January 12, 2020
I’m sharing this because maybe you get it.
I am sharing this because maybe you want to “get it” for your wife, your husband, your sister, your friend, or your daughter who experiences something similar to me.
I’m talking about triggering. Real, I’ve-experienced-trauma triggering.
We need to talk about it more if 70 percent of people in the United States have experienced a traumatic event, if 20 percent of those people will develop PTSD, and if one-third women and one-fifth of men have experienced some form of sexual assault.
We need to talk about it more if the goal of our lives is to glorify God and make disciples—together. We need to be aware of how many of us can get derailed from this mission, and how we can care for one another so we can stay on mission.
My little sister recently asked, “With all of the changes in your life right now—ministry, website, new employees—do you feel like you are lost in a snowstorm?”
After a minute, I said, “No, not a snowstorm. I feel quite focused and clear on where I am going in ministry.

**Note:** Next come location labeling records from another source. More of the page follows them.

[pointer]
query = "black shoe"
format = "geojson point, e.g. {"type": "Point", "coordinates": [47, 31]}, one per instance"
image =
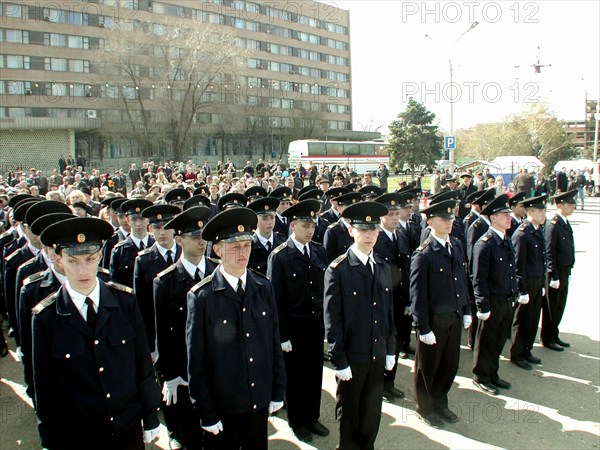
{"type": "Point", "coordinates": [319, 429]}
{"type": "Point", "coordinates": [533, 360]}
{"type": "Point", "coordinates": [501, 383]}
{"type": "Point", "coordinates": [521, 363]}
{"type": "Point", "coordinates": [393, 392]}
{"type": "Point", "coordinates": [488, 388]}
{"type": "Point", "coordinates": [448, 415]}
{"type": "Point", "coordinates": [554, 346]}
{"type": "Point", "coordinates": [433, 420]}
{"type": "Point", "coordinates": [302, 434]}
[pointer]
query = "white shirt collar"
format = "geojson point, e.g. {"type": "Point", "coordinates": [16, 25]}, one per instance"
{"type": "Point", "coordinates": [300, 246]}
{"type": "Point", "coordinates": [79, 299]}
{"type": "Point", "coordinates": [233, 280]}
{"type": "Point", "coordinates": [362, 256]}
{"type": "Point", "coordinates": [191, 269]}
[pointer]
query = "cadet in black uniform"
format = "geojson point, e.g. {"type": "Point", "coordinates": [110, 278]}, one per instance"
{"type": "Point", "coordinates": [122, 260]}
{"type": "Point", "coordinates": [560, 253]}
{"type": "Point", "coordinates": [264, 239]}
{"type": "Point", "coordinates": [495, 285]}
{"type": "Point", "coordinates": [530, 254]}
{"type": "Point", "coordinates": [93, 376]}
{"type": "Point", "coordinates": [296, 269]}
{"type": "Point", "coordinates": [171, 287]}
{"type": "Point", "coordinates": [439, 297]}
{"type": "Point", "coordinates": [121, 232]}
{"type": "Point", "coordinates": [337, 239]}
{"type": "Point", "coordinates": [359, 325]}
{"type": "Point", "coordinates": [284, 195]}
{"type": "Point", "coordinates": [152, 260]}
{"type": "Point", "coordinates": [393, 247]}
{"type": "Point", "coordinates": [236, 372]}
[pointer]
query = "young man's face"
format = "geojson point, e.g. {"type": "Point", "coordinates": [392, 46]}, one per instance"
{"type": "Point", "coordinates": [81, 270]}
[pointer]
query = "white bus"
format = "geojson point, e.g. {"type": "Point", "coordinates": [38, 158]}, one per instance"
{"type": "Point", "coordinates": [360, 156]}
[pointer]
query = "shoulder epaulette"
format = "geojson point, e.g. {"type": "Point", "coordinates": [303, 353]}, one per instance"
{"type": "Point", "coordinates": [145, 251]}
{"type": "Point", "coordinates": [44, 303]}
{"type": "Point", "coordinates": [120, 287]}
{"type": "Point", "coordinates": [167, 270]}
{"type": "Point", "coordinates": [35, 277]}
{"type": "Point", "coordinates": [201, 283]}
{"type": "Point", "coordinates": [423, 246]}
{"type": "Point", "coordinates": [337, 261]}
{"type": "Point", "coordinates": [279, 248]}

I know my calling.” I paused, thinking. What is life like right now?
“It feels more like I am in an earthquake,” I said. “Everything is shaking. All of my of old ways of doing ministry and life are shifting into different places.” Honestly? I feel like I am out of control.

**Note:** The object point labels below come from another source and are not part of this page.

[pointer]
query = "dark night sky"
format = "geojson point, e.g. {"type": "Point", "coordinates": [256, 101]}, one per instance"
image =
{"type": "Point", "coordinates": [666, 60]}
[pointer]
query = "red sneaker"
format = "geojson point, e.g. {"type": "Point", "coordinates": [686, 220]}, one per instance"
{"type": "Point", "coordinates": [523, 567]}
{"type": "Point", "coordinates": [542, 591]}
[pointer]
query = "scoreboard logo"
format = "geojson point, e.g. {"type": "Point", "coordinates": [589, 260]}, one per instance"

These changes—this lack of control—feels like how trauma feels. The ground shook and I couldn’t change it. I was out of control and my voice disappeared.
But, Laurie, you might think. Haven’t you been working on processing trauma for the last several years? Haven’t you experienced healing? Aren’t you done yet?
Yes, I have experienced some healing. Some. A lot, maybe . . . But am I done? No.
The healing journey is less of a one-and-done surgical procedure and more like erosion from waves.
The first big wave of healing God allows in our lives may knock us over, strip away some coping mechanisms, help us to experience some of God’s presence in the midst of the wave’s crash, and encourage us to build some muscles for the next one.
The next wave comes from a different angle, challenges more muscles, different ways we cope, and teaches us a new level of Emmanuel’s with-ness in it.
The next? Oh, it’s a refresher course—a deepening— of the first wave’s intense crash. The next? Something totally new.
But sanctification, healing, and becoming like Christ is a process. A journey.
One I’m still on.
But here I am today, feeling not only the usual sanctification waves, but also as if the sand beneath my feet is cracking apart due to a lots-of-changes earthquake.
I consciously recognize the literal earth is not shaking; I recognize I am not a child going though trauma, but at the same time, I still feel out of control because I am going through change. As the leader of this ministry, I can impact it, but can I really control it? (Can we really control anything?) No. I need to walk out the awkwardness of transition while holding God’s hand.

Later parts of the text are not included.